In Colorado, the statutes provide for children who are forgotten in wills. Colorado Revised Statute Section 15-11-302 covers this type of situation. If a child who is born after a will is created is not included in the will, then the law will treat that child as essentially as if the child had been included in the will. The after born child will receive the same share or proportion of assets out of the will as other children who were mentioned in the will should receive.
The statute also provides for situations where there are no other children, or some other children, but also accounts for situations where a child has been intentionally omitted, or was otherwise provided for outside of the will, or was thought to have predeceased the parent. In each of these situations, evidence must be presented that this is the case, or else a child born after a will is adopted can receive a share of assets.
How Can a Child be Excluded from Inheriting Under a Will?

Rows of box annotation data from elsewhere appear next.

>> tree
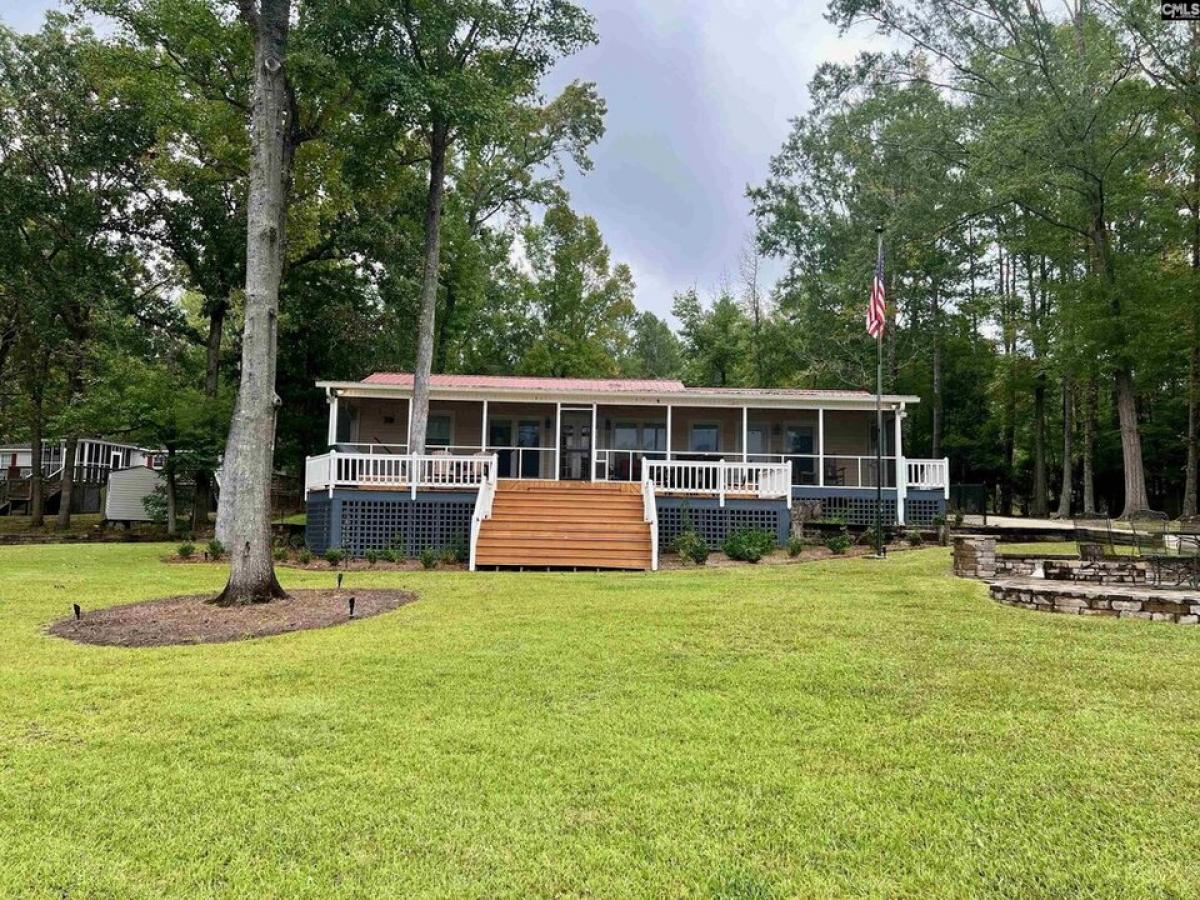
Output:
[0,13,152,528]
[347,0,595,454]
[622,312,683,378]
[217,0,296,606]
[672,289,749,388]
[522,206,635,378]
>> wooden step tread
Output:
[475,554,650,570]
[476,538,649,553]
[479,522,650,541]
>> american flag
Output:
[866,245,887,338]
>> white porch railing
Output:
[642,478,659,572]
[469,456,499,571]
[305,450,497,496]
[642,460,792,506]
[905,458,950,499]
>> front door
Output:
[487,419,516,478]
[558,409,592,481]
[517,419,541,478]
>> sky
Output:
[0,0,872,316]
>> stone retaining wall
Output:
[953,534,996,578]
[989,578,1200,625]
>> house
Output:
[305,372,949,569]
[104,466,167,524]
[0,438,163,515]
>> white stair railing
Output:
[468,454,500,571]
[305,450,498,497]
[642,460,659,572]
[643,460,792,506]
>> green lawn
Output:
[0,545,1200,898]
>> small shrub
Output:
[824,526,852,554]
[142,485,167,524]
[721,528,775,563]
[442,538,470,563]
[671,528,708,565]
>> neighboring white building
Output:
[104,466,166,522]
[0,438,166,515]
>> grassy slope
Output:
[0,545,1200,898]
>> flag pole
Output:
[875,224,883,557]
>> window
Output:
[746,425,768,456]
[612,422,638,450]
[425,414,451,446]
[691,425,721,454]
[642,424,667,452]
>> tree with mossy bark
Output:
[342,0,595,454]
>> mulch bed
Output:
[47,589,416,647]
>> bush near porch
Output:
[0,545,1200,898]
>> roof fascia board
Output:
[317,382,920,409]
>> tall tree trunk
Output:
[216,0,295,606]
[1115,366,1150,518]
[1030,371,1050,518]
[1084,378,1097,516]
[163,444,178,538]
[1182,147,1200,518]
[1025,254,1050,518]
[29,382,46,528]
[1183,333,1200,518]
[55,434,79,530]
[1055,373,1074,518]
[408,121,450,454]
[929,281,944,460]
[997,246,1016,516]
[1091,207,1150,518]
[192,298,229,534]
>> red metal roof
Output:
[350,372,875,400]
[362,372,686,392]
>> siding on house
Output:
[104,466,162,522]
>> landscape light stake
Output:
[875,224,900,557]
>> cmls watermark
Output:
[1158,2,1200,22]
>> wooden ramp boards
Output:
[475,480,650,569]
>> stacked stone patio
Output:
[954,535,1200,625]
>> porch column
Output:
[588,403,596,481]
[742,407,750,464]
[817,407,824,487]
[328,391,337,446]
[893,409,908,524]
[554,403,563,481]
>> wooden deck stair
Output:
[475,480,650,569]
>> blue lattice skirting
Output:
[305,491,475,557]
[658,497,791,550]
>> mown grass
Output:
[0,545,1200,898]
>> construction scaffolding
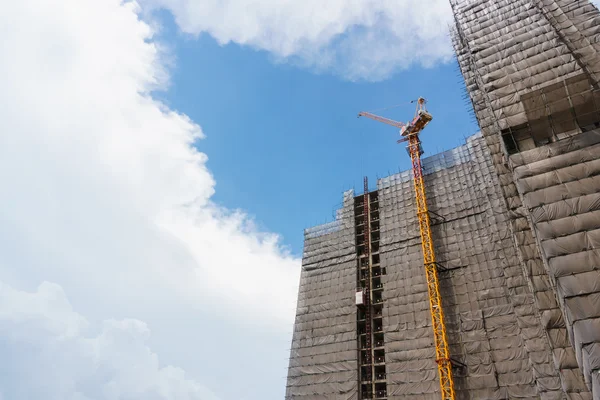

Not everyone wants to leave all of their children the same amount, or even anything under an estate plan. The simplest way to exclude a child from a will is to state that the child is intentionally excluded. This may be the case for a myriad of reasons. Among the saddest reasons I have seen, are: A child may have disowned the family, or the family may have disowned a child. In this case, a child may be intentionally excluded and disinherited, and the best evidence of intentional exclusion is to write such exclusion directly into the will.
A happier reason may be that a child has already received money for something like college tuition or purchasing a house, so the child is not to receive any more from under a will. Such a pre-death distribution should clearly be identified as an advance gift of an inheritance, and can be written into the estate as a reason to exclude a child from inheriting. It is also possible that one, or more, children will receive money from a life insurance policy or retirement account with a beneficiary’s designation. That money could constitute the child’s share, so nothing is given to them under a will. Again, the best evidence of this being the case is to write those words and the reasoning directly into a will.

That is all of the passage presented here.